My rating: 2 of 5 stars

Anyone interested in the historical Mongolian empire should avoid this bilge. Anyone interested in good writing should also beat a hasty retreat. The Mongoliad is as true to the era of Ogodei Khan as Conan the Barbarian is to the age of Attila The Hun.

It's hideously bloated and poorly written, like a parody that someone forgot to make funny. The first two sentences give a taste of the laughable dialogue - "The Shield-Brethren buried Finn on the hill where they had set up camp. 'It is not as grand as one of those burial mounds--the kurgans--we have seen,' Raphael pointed out to Feronantus, 'but it has a view of where we came from, and the sun will always warm the ground.'" - and the thought of wading through another 800 pages of this nonsense made me want to give up there and then.

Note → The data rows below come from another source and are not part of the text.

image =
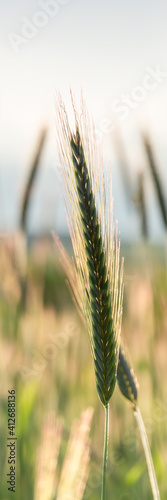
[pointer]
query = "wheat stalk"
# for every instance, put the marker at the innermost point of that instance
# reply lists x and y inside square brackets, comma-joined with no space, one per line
[126,378]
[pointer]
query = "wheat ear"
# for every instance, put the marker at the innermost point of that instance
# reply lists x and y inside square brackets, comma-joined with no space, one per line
[93,243]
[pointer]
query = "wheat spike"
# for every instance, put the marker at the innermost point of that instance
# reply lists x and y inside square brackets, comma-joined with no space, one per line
[96,253]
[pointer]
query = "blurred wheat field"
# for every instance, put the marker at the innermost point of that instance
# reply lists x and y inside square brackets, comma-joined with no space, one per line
[45,356]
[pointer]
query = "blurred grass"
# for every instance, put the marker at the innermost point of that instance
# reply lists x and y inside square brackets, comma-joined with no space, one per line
[45,356]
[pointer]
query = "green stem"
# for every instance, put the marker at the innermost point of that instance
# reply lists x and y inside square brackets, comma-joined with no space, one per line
[106,433]
[150,465]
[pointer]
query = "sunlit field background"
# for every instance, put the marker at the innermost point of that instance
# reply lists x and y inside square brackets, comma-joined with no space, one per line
[44,347]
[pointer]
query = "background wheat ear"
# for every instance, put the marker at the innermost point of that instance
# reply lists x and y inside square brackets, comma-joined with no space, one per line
[128,385]
[126,378]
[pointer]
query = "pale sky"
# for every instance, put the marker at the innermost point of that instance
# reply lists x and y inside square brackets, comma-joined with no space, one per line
[104,47]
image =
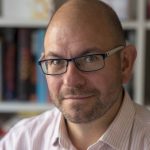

Everyone talks in this mock-heroic, pompous patois except Frederick Hohenstaufen, who throws "goddamn" into every sentence. This is meant to make him sound down-to-earth but just makes him sound American, which is ridiculous for a 13th Century German emperor.

Reading the dialogue is like listening in on a teenage game of dungeons and dragons, and very long game at that. This is the third book in the series, which might explain why the characters spend so much time going over events of the previous books. The non-dialogue writing is better, but there doesn't seem to be any plot; just a parade of groups of characters who spend all their time thinking and talking and doing nothing.

And boy, does it go on. There are seven authors here, all writing with the same breathless adolescent portentousness. The urge to introduce unfamiliar words is never resisted, even when there is no need. For instance, we're told that Haakon has only just learned how to pronounce the Mongol capital Karakorum, though I'm stumped at how else it could be pronounced. Meanwhile, groups of characters wander around and chatter to each other or themselves, but however great the distances not one of them ever seems to stumble on a plot.

I'm sure the writers enjoyed themselves, but it's all very self-indulgent, like fan fiction for a book that nobody has bothered to write.